It is possible to produce partial nonparametric correlations. The SPSS syntax below further illustrates this approach using Spearman correlations which are equivalent to Pearson correlations on a pair of variables which have been rank transformed. Note: Spearman's partial rank-order correlation and Kendall's partial tau-b) may also be computed using PROC CORR in SAS.
The below example assumes that we wish to obtain partial correlations between literacy (litdif) and nonliteracy (nonlitdi) scores adjusted for attention deficit disorder (adhd) and occurrence of dyspraxia (dyspraxi).
A Spearman correlation can be regarded as a Pearson correlation between two ranked variables (see for example Howell, 1997, p.289). It follows from this equivalence that the Spearman partial correlation is simply equal to the Pearson correlation between the residuals of the linear regression of the ranks of the two variables on the ranks of the partialled variables. Note, however, the sampling distribution of this partial tau-b is unknown; therefore, the probability values are not available.
The SPSS syntax below works in any version of SPSS on this SPSS data set giving a partial correlation for litdif and nonlitdiff adjusted for adhd.
define !psp (!pos !tokens(1) /!pos !tokens(1) /!pos !cmdend). NONPAR CORR /VARIABLES=!1 !2 !3 /PRINT=SPEARMAN TWOTAIL NOSIG /MISSING=PAIRWISE /matrix=out(*) . RECODE ROWTYPE_ ('RHO'='CORR'). EXE. PARTIAL CORR /VARIABLES= !1 !2 BY !3 /SIGNIFICANCE=TWOTAIL /FORMAT=MATRIX /MISSING=LISTWISE /MATRIX=IN(*). !ENDDEFINE. !psp litdif nonlitdiff adhd.

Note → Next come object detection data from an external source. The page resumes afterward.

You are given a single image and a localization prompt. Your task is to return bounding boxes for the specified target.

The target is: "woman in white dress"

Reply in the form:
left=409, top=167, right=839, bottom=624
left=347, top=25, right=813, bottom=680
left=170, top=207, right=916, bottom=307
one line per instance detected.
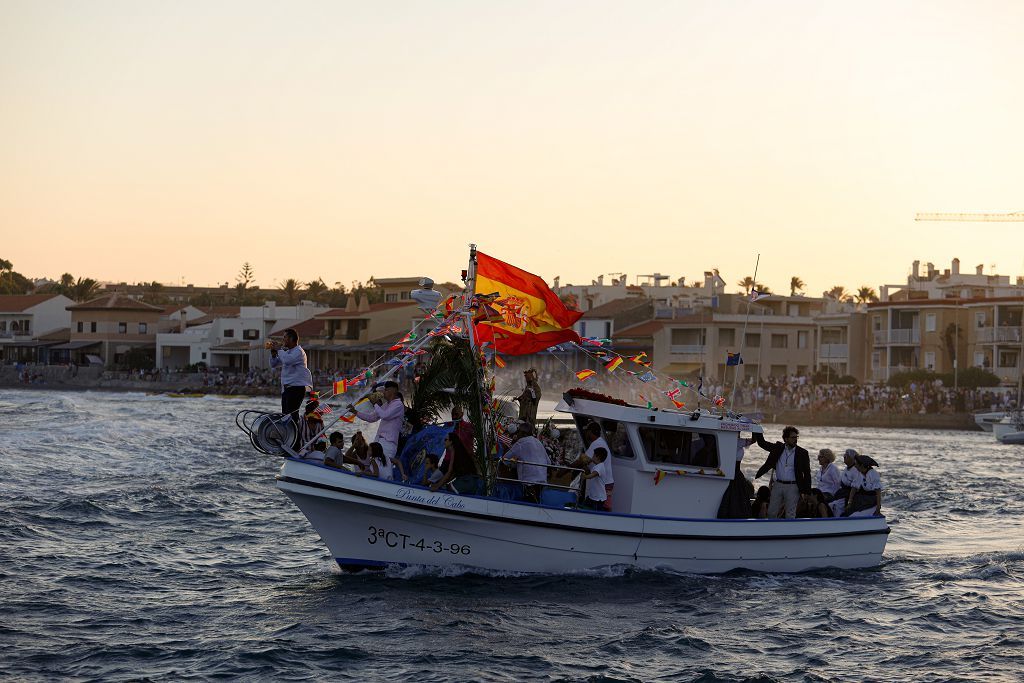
left=814, top=449, right=843, bottom=503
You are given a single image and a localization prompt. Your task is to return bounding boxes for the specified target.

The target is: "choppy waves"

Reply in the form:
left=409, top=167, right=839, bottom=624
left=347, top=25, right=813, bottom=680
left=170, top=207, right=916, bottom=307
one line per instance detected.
left=0, top=391, right=1024, bottom=681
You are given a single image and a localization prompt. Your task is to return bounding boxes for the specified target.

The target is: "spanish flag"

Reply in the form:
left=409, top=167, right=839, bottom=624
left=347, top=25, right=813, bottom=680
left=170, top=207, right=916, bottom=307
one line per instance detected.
left=475, top=252, right=583, bottom=355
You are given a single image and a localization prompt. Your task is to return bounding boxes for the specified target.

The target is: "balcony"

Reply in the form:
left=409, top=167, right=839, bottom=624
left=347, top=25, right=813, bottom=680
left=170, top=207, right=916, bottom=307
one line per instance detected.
left=669, top=344, right=705, bottom=355
left=818, top=344, right=850, bottom=359
left=977, top=327, right=1021, bottom=344
left=874, top=328, right=921, bottom=346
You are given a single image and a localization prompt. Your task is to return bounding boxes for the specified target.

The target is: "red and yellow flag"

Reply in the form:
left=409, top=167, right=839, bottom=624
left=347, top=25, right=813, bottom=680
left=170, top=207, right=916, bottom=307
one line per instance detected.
left=475, top=252, right=583, bottom=355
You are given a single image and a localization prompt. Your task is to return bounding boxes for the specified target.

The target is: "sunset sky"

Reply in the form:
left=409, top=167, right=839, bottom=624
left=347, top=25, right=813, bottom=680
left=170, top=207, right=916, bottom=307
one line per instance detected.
left=0, top=0, right=1024, bottom=294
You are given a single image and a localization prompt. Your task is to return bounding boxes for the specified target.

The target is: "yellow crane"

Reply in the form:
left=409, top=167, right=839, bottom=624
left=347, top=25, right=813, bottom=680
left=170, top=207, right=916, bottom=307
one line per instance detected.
left=913, top=211, right=1024, bottom=223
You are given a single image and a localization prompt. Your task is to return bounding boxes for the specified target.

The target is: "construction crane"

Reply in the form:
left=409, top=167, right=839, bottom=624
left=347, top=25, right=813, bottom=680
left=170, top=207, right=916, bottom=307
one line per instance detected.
left=913, top=211, right=1024, bottom=223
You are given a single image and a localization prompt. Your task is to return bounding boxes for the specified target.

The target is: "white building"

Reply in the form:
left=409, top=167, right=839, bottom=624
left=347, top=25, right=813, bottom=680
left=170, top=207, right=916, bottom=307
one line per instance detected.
left=157, top=301, right=327, bottom=372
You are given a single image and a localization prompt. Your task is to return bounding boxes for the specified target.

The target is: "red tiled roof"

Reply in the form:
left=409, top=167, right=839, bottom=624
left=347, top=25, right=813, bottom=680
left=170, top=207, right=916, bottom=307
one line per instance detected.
left=0, top=294, right=60, bottom=313
left=583, top=297, right=650, bottom=318
left=611, top=321, right=667, bottom=339
left=270, top=316, right=324, bottom=343
left=68, top=294, right=164, bottom=313
left=192, top=304, right=242, bottom=318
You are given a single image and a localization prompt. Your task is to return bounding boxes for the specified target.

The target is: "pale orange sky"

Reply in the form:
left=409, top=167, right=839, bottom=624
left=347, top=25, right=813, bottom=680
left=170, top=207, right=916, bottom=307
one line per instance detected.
left=0, top=0, right=1024, bottom=294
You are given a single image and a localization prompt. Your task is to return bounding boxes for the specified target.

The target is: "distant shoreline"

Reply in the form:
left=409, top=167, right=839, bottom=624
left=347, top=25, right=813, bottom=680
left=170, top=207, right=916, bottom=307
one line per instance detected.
left=0, top=380, right=979, bottom=431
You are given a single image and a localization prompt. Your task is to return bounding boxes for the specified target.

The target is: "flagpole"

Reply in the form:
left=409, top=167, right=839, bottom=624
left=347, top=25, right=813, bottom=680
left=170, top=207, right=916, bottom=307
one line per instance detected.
left=462, top=244, right=498, bottom=493
left=729, top=253, right=761, bottom=412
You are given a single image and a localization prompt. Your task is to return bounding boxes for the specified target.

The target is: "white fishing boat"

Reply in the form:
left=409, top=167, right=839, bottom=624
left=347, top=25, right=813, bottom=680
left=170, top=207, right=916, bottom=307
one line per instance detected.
left=992, top=412, right=1024, bottom=444
left=242, top=246, right=889, bottom=573
left=974, top=411, right=1007, bottom=432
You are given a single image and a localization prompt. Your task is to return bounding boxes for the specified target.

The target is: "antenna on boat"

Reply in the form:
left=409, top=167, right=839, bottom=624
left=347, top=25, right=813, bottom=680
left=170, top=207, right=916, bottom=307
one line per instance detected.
left=726, top=252, right=761, bottom=413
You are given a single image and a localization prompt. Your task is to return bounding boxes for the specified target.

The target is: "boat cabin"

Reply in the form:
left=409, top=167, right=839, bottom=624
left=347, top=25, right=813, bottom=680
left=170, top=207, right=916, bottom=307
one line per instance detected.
left=555, top=395, right=762, bottom=519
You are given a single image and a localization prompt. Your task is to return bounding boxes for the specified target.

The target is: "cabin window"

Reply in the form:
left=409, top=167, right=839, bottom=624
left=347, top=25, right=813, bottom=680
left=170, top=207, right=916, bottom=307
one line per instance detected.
left=601, top=420, right=636, bottom=459
left=640, top=427, right=718, bottom=467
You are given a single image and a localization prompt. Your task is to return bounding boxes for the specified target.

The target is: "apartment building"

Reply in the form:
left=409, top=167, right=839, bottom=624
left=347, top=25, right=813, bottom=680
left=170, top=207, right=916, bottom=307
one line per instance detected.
left=867, top=258, right=1024, bottom=382
left=643, top=294, right=824, bottom=382
left=63, top=294, right=165, bottom=368
left=964, top=297, right=1024, bottom=384
left=0, top=294, right=75, bottom=362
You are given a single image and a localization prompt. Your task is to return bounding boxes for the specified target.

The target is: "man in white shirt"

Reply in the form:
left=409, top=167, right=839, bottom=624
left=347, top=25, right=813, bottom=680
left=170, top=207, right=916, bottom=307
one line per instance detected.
left=754, top=427, right=811, bottom=519
left=584, top=422, right=615, bottom=510
left=266, top=328, right=313, bottom=446
left=348, top=380, right=406, bottom=462
left=505, top=423, right=551, bottom=503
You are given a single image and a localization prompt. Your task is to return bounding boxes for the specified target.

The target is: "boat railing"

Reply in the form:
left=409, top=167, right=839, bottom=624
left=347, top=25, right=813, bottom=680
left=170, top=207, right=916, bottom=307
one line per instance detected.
left=495, top=457, right=587, bottom=506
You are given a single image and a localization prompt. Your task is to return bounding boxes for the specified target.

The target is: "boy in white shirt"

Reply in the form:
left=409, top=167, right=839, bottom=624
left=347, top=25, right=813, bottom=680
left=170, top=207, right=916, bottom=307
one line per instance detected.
left=580, top=446, right=608, bottom=511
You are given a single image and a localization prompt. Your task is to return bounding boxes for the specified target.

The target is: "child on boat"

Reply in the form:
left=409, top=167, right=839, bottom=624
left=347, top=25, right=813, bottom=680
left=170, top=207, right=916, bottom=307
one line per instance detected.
left=580, top=446, right=608, bottom=511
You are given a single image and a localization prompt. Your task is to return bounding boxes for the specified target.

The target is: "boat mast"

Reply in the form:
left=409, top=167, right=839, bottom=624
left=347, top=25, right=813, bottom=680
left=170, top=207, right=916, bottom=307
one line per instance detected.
left=462, top=244, right=494, bottom=492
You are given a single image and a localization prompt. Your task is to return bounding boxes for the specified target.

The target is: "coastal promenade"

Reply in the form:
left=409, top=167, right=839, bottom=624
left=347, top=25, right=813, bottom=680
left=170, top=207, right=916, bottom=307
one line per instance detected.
left=0, top=366, right=978, bottom=430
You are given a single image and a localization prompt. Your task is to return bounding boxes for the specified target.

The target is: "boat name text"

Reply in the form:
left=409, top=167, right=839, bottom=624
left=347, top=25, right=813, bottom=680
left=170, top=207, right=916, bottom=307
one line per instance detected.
left=394, top=488, right=466, bottom=510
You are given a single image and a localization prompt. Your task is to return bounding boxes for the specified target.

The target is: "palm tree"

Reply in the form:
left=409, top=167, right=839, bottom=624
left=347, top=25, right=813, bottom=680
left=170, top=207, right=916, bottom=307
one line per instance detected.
left=72, top=278, right=99, bottom=301
left=825, top=285, right=853, bottom=301
left=306, top=278, right=328, bottom=301
left=854, top=285, right=879, bottom=303
left=278, top=278, right=302, bottom=306
left=142, top=280, right=165, bottom=304
left=234, top=261, right=256, bottom=306
left=406, top=338, right=487, bottom=479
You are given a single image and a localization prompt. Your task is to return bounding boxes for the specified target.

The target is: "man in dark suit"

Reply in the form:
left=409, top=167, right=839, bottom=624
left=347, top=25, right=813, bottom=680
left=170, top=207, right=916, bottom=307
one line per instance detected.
left=754, top=427, right=811, bottom=519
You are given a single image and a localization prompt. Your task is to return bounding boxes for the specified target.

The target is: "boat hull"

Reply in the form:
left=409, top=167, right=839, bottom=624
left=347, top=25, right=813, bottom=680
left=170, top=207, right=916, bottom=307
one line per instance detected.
left=278, top=461, right=889, bottom=573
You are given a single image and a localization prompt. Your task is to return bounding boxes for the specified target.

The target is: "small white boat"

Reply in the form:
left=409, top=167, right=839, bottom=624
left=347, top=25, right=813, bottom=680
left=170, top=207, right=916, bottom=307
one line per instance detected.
left=992, top=413, right=1024, bottom=444
left=278, top=399, right=889, bottom=573
left=974, top=411, right=1007, bottom=432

A Youtube video illustrating the above approach in SPSS is shown here. An introductory discussion of nonparametric partial correlations is given in Sprent(1998, Section 9.6), and it is more fully discussed in Kendall and Gibbons (1990, Chapter 8) and by Siegel and Castellan (1988, Section 9.5).
References
de Winter JCF, Gosling SD and Potter J (2016) Comparing the Pearson and Spearman correlation coefficients across distributions and sample sizes: a tutorial using simulations and empirical data. Psychological Methods 21(3) 273-290. Shows Spearman less biased than the Pearson for distributions which are peaked and/or heavy-tailed (e.g. having outliers).
Howell DC (1997) Statistical methods for psychology. Fourth edition. Duxbury Press:Belmont,CA.
Sprent P (1998) Data driven statistical methods. Chapman and Hall:London.
Kendall MG and Gibbons JD (1990) Rank correlation methods. 5th Edition. Edward Arnold:London.
Reynolds HT (1974) Nonparametric partial correlation and causal analysis. Sociological Methods and Research 2(3) 376-392.
Siegel S and Castellan NJ (1988) Nonparametric statistics for the behavioral sciences. 2nd Edition. McGraw-Hill:new York.